The next opportunity came last Sunday and I made the most of
it. I reached the temple from my cousin’s place in Hosur by around 10.15 am. After a good darshan and archana, I sat just outside the sanctum
sanctorum in meditation for close to an hour-and-a-half. Despite so many
visitors, I had quite a good spell of meditation. Close to noon, I had to leave
the place as the temple was to be closed. I came out and headed to the peepal
tree. Luckily, behind the tree are a few steps where one can comfortable sit.
The best part about this place is that it overlooks the horizon, with hills,
farms and everything natural around. I used it for my next spell of meditation.
It is an experience I have never had before! Firstly, my body was absolutely
still. An on-and-off practitioner of meditation since 2003, I have never felt my
body so motionless. There was complete stillness, barring the occasional niggle
or nerve pull due to cramping. I tried the meditation technique that Bhagwan
Sri Ramana Maharshi advocates – to ask the question who am I? When you do so,
the first realization is who itself is asking this question. The key is – this questioning
does not happen at a verbal level – you do not “talk” these words to yourself
as any self-talk is. Instead, you raise these questions “existentially”. While
I did so, I also got the answer from within (again non-verbally) that I am not
the body. There was clearly a separation between the body and I. The “I”
increasingly appeared like a screen behind, able to clearly identify the body as
not itself. I reached stages when the body did not even seem to exist.
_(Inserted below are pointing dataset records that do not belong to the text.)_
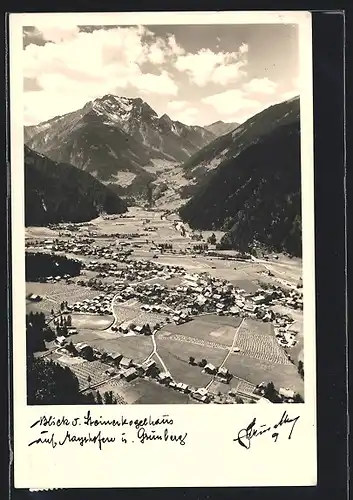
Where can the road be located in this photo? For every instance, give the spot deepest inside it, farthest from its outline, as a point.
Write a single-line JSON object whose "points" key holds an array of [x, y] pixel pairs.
{"points": [[228, 353]]}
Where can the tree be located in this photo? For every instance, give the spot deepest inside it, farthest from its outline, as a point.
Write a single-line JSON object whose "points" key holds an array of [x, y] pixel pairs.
{"points": [[298, 399], [212, 239], [48, 383]]}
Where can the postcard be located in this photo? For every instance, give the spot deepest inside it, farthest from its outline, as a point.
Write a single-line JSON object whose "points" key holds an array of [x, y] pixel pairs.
{"points": [[162, 218]]}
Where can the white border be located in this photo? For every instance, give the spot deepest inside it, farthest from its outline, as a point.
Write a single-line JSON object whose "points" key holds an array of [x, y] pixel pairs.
{"points": [[210, 457]]}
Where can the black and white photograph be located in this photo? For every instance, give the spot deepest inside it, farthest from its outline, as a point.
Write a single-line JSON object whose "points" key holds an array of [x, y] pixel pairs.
{"points": [[163, 215]]}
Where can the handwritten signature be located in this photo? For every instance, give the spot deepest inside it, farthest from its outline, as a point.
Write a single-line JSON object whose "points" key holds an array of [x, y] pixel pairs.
{"points": [[253, 430]]}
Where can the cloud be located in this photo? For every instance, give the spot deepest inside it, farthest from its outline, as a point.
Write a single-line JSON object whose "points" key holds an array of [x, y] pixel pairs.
{"points": [[82, 65], [207, 66], [176, 105], [231, 101], [260, 86]]}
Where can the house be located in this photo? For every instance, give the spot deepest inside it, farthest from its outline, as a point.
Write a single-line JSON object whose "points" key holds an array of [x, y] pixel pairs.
{"points": [[164, 377], [34, 298], [249, 307], [115, 358], [84, 350], [130, 374], [125, 362], [182, 387], [264, 400], [201, 395]]}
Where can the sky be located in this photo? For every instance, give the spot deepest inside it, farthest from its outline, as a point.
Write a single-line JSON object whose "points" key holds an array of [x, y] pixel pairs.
{"points": [[195, 74]]}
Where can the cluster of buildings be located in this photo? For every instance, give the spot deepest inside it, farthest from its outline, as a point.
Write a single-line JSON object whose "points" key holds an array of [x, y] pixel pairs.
{"points": [[127, 369], [101, 304]]}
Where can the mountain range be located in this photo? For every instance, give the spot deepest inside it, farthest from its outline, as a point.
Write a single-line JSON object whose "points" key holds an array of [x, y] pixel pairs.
{"points": [[57, 192]]}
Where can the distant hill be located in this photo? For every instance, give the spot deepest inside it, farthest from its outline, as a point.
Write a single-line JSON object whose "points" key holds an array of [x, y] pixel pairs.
{"points": [[254, 194], [119, 140], [56, 192], [220, 128]]}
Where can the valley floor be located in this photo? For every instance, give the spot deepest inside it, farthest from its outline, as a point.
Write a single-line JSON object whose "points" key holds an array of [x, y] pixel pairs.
{"points": [[246, 346]]}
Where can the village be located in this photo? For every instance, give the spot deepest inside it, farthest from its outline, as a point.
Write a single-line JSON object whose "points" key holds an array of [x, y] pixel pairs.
{"points": [[165, 297]]}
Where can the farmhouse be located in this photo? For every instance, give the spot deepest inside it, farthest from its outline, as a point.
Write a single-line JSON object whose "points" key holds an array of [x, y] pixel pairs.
{"points": [[116, 358], [164, 377], [125, 362], [201, 395], [130, 374], [211, 369], [60, 340], [182, 387]]}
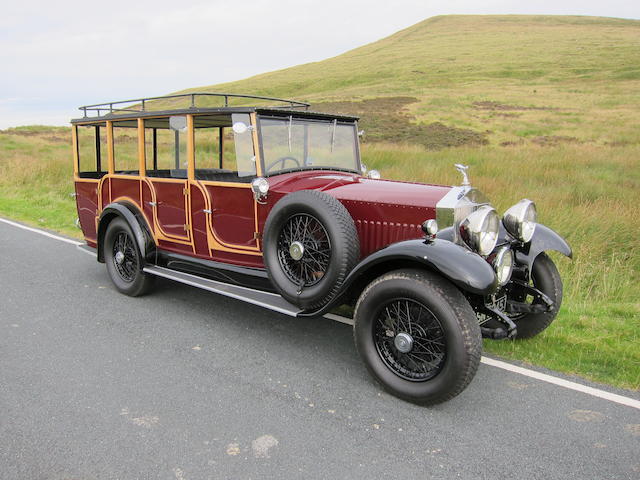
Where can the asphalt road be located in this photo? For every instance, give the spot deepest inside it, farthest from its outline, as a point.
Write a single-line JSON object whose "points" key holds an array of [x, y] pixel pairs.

The only
occasions when it did were when there was an occasional niggle here or a nerve
pull there. Even when these happened, it was clear that it wasn’t happening to “I”
as I normally consider myself. The correct statement to make was not – “I have
pain”, instead, “there is pain”. Yes! There was pain and the pain had no impact
on “me” whatsoever. It wasn’t any kind of sedation, rather a very alive
recognition of the niggle or nerve pull. Just that it wasn’t happening to "me". It just was happening. While this
realization of I am not the body was occurring, a gentle breeze blew and I
could feel the joyous sensation in the skin. That is when a flash of
realization happened – that even though I am not the body, it is only through
the body that I can experience the world. It is nature’s kindness that it has
given us this body with which we can enjoy its brilliant creations.
After about 45 minutes of ecstatic meditation, I opened my
eyes to further ecstasy. I saw the horizon and this time it was clearer that it
was not the body which was seeing. In fact, when we see (or for that matter
undergo any experience), there is an in-built sense of an entity that sees. It
is a concoction of our body and what we think to be ourselves, which let me
call as “I”. The experience is mixed
up with this “I” and leads to all
kinds of reactions – passion, anger, happiness, etc. The “I” is very much entwined, mixed up and is part of the experience,
shall I say, involved. However, this time, it was absolutely clear that it was
not this “I” which was experiencing.
The body was there, the eyes were there, but the one seeing was, again, a “screen
behind”, a different I. This “I” was neutral to what was being seen. The
experience did not create any reaction, even though the seeing and the sight
were very much alive, as in, it was not lack of interest which led to this
non-reaction. In fact, “I” was neither interested nor uninterested in the
seeing. It just was seeing, rather, witnessing. I had a strong realization that
this “I” is what I am. While all this happened, this “I” could clearly identify
the body and also realized that it is like a telescope, an instrument to
experience the world not the one experiencing it. I vividly remember the
greenery I saw in front of me and this seeing was clearly different from
anything else I have seen before. I also realized that there is no clear point
of switch over from the “I” that is seeing and what is being seen, rather it’s
a continuum.
I then came down from the hill in my car and had the residue
of the experience for about 15-20 minutes. While driving the car, again there
was no “I”. Normally, when a person
crosses the road while we are driving, “we” respond and react. Our sense of who
we are (the “I” again) is very much
involved in this process. In fact it is this “I” that is reacting and responding (or so we think). But this time,
this “I” was absent. Yes, I was
driving the car and was doing everything that I usually do – shifting gears,
applying breaks, swerving, et al. But this time, I was not involved in it. And
there was absolutely no tension, no nervousness, in fact no inner reactions to anything
happening on the road. It was as if the car was being driven. Yes! The car was
being driven.
As I motored along, the residue slowly winded down and
ultimately vanished. The “I” once
again became the “I”. But the experience left a lasting impression.